I didn’t know Swedish music was a thing until I sat and thought about it for a second.
It’s anecdotal of course, but I went to school in Saudi Arabia with a guy from Sweden.
He talked about music all the time, his favorite bands, the latest song he heard, etc. Always wanted you to hear something. Great guy.
One year our school team traveled to a soccer tournament in Riyadh and we stayed with host families.
A teammate and I were paired with a Swedish family whose son was on another team.
Long story short, these group of crazy Swedish kids kept us up half the night talking about music and listening to album after album…
I don’t remember tons of other details, but I do remember being tired the next day wearily trying to play soccer.

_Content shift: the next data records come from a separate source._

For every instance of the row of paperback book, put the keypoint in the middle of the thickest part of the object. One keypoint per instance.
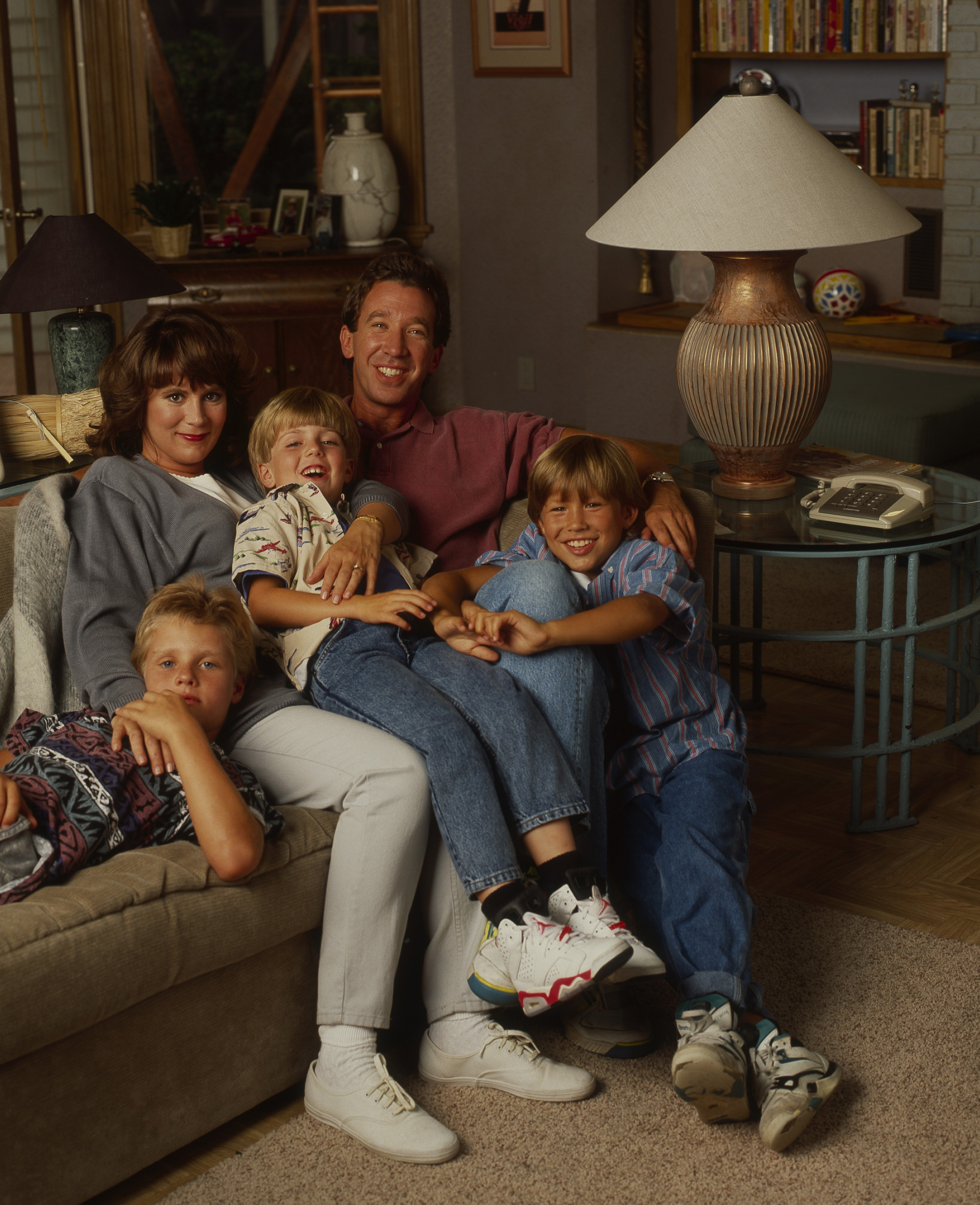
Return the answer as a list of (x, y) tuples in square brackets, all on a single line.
[(842, 27), (902, 139)]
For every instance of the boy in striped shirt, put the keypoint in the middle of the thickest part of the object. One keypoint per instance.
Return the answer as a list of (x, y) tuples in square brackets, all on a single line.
[(679, 804)]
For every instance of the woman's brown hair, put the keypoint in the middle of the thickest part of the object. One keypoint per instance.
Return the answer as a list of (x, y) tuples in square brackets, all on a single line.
[(163, 349)]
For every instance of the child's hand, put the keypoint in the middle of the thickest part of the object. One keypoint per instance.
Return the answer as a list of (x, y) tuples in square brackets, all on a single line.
[(12, 804), (385, 608), (164, 716), (510, 631), (457, 635)]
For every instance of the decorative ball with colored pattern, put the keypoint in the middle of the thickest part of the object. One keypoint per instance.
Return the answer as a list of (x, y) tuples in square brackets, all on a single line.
[(839, 293)]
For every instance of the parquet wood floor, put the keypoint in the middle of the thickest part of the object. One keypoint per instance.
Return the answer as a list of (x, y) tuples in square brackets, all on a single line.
[(922, 878)]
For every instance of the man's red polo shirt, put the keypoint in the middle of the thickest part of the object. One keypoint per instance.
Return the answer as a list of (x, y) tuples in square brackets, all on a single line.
[(457, 472)]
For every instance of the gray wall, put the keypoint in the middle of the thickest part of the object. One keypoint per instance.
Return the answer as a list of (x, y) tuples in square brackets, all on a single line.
[(518, 169)]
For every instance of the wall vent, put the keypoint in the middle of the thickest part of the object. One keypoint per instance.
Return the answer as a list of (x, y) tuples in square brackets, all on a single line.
[(924, 256)]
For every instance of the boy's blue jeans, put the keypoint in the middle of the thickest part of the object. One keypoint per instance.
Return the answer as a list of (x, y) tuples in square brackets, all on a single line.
[(486, 745), (681, 861), (567, 684)]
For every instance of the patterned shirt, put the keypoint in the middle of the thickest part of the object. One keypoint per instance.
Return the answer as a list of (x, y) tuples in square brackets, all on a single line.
[(91, 802), (285, 537), (673, 701)]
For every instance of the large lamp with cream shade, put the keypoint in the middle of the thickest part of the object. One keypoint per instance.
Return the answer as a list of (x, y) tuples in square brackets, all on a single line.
[(751, 186)]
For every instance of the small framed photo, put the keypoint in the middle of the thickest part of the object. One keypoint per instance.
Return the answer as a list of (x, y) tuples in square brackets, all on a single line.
[(521, 38), (291, 210)]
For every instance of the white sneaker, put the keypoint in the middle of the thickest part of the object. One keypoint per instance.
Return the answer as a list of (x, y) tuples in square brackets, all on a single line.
[(381, 1116), (596, 918), (791, 1085), (710, 1067), (541, 963), (604, 1021), (510, 1062)]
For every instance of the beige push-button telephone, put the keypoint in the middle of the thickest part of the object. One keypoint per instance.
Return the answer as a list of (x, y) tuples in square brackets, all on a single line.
[(871, 499)]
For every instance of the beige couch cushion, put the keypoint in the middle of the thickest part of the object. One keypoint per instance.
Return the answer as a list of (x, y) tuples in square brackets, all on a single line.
[(76, 953)]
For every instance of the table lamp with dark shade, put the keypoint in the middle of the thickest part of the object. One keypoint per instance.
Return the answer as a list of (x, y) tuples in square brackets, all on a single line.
[(80, 262), (751, 186)]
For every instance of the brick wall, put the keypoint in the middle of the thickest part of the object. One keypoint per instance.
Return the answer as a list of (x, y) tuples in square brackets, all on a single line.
[(961, 197)]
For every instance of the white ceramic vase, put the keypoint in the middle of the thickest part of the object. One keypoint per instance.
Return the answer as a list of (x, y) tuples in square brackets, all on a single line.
[(360, 168)]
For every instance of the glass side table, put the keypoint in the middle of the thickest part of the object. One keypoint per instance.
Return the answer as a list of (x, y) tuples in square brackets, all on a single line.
[(780, 528)]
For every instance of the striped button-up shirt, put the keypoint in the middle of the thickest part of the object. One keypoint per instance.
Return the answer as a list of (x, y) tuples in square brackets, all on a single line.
[(673, 702)]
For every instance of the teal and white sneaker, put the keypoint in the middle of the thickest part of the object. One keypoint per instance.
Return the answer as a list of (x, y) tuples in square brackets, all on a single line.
[(710, 1067), (791, 1085), (605, 1021)]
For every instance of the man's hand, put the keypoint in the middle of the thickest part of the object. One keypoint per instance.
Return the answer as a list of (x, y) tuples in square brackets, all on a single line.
[(457, 635), (355, 557), (12, 804), (510, 631), (669, 522), (145, 748), (163, 717), (386, 608)]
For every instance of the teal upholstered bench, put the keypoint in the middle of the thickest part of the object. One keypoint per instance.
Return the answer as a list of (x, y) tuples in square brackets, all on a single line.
[(902, 414)]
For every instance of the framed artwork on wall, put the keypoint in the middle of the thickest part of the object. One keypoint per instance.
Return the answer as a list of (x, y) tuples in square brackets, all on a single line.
[(521, 38), (291, 211)]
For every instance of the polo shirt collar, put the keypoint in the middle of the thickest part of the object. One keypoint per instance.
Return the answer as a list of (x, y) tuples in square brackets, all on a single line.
[(421, 420)]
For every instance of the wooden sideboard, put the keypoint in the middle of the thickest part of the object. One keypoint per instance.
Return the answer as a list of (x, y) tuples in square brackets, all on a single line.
[(287, 308)]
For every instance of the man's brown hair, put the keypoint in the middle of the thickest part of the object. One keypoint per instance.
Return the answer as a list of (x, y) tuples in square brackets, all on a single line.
[(163, 349), (192, 602), (300, 408), (410, 270), (584, 464)]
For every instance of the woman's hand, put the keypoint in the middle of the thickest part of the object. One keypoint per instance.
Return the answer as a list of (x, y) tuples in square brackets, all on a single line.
[(669, 522), (510, 631), (355, 557), (12, 804), (386, 608), (145, 746), (457, 635)]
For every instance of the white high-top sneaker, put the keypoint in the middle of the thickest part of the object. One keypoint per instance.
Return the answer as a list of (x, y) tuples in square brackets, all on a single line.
[(710, 1067), (538, 963), (596, 918), (791, 1085)]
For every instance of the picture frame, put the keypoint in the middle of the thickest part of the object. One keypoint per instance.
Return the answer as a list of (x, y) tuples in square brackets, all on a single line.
[(291, 211), (521, 38)]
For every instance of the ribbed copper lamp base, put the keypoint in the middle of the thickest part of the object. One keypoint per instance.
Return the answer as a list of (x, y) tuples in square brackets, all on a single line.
[(754, 369)]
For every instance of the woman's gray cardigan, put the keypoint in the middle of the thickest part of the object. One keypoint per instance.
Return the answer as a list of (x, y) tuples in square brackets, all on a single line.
[(135, 528)]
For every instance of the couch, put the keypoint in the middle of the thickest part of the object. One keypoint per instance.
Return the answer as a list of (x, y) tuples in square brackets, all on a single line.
[(144, 1002)]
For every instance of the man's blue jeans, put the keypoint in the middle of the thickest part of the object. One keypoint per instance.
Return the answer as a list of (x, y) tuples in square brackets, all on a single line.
[(567, 684), (486, 745), (681, 861)]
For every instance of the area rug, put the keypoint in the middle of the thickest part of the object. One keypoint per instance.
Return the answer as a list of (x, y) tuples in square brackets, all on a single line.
[(897, 1009)]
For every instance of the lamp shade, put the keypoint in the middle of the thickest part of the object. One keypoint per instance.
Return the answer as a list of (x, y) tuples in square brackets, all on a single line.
[(73, 262), (753, 175)]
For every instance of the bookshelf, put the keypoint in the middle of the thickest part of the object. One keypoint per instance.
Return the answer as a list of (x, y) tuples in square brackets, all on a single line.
[(701, 74)]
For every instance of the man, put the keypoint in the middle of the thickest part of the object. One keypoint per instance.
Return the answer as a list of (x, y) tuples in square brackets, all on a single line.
[(457, 473)]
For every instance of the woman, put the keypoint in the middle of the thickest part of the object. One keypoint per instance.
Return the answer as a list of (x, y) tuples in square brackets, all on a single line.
[(162, 502)]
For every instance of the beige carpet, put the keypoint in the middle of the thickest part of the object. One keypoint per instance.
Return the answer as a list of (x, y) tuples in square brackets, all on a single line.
[(896, 1009), (809, 596)]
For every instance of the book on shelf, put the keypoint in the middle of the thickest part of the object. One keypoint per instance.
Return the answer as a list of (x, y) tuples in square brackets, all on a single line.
[(836, 27), (902, 139)]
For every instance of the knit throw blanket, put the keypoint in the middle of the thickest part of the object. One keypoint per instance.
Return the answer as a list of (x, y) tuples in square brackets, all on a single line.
[(34, 673)]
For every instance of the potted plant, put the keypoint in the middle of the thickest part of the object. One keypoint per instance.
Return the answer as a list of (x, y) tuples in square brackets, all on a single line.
[(169, 206)]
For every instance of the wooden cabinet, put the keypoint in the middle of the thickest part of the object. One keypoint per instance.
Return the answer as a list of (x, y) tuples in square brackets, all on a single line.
[(287, 308)]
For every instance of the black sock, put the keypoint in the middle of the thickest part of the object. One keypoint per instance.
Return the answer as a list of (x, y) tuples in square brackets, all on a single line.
[(512, 901), (554, 873)]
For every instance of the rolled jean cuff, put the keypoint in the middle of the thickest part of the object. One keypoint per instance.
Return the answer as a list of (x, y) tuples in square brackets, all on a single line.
[(563, 813), (744, 996), (472, 886)]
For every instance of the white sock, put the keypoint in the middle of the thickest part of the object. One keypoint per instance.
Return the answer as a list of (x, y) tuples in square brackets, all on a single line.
[(346, 1056), (461, 1033)]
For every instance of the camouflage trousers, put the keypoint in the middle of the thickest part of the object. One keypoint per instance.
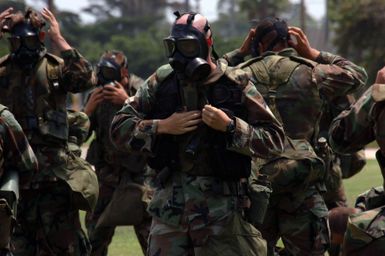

Crazy what solitude can develop into.
Klas Åhlund, a Swedish songwriter and producer in his forties, who is also a performer (in the rock band Teddybears), says: “Swedes are very musical, and they love to write songs. But it’s a big country, and it has very few people in it. So you had these farmers out there who were good at writing songs, but had no one to sing them. Songwriting was just a thing you did on your own when you were watching the cows, a kind of meditation. You didn’t focus as much on your ability as a performer as you did on the structure and craft of the songs. Which is really not the case in the US, where your charm and your voice and your powers as a performer come immediately into play.” A nation of songwriters endowed with melodic gifts, and who were meticulous about craft, but who were reluctant to perform their own songs, was a potential gold mine for a nation of wannabe pop stars who don’t write their own material. And Denniz PoP would hook them up.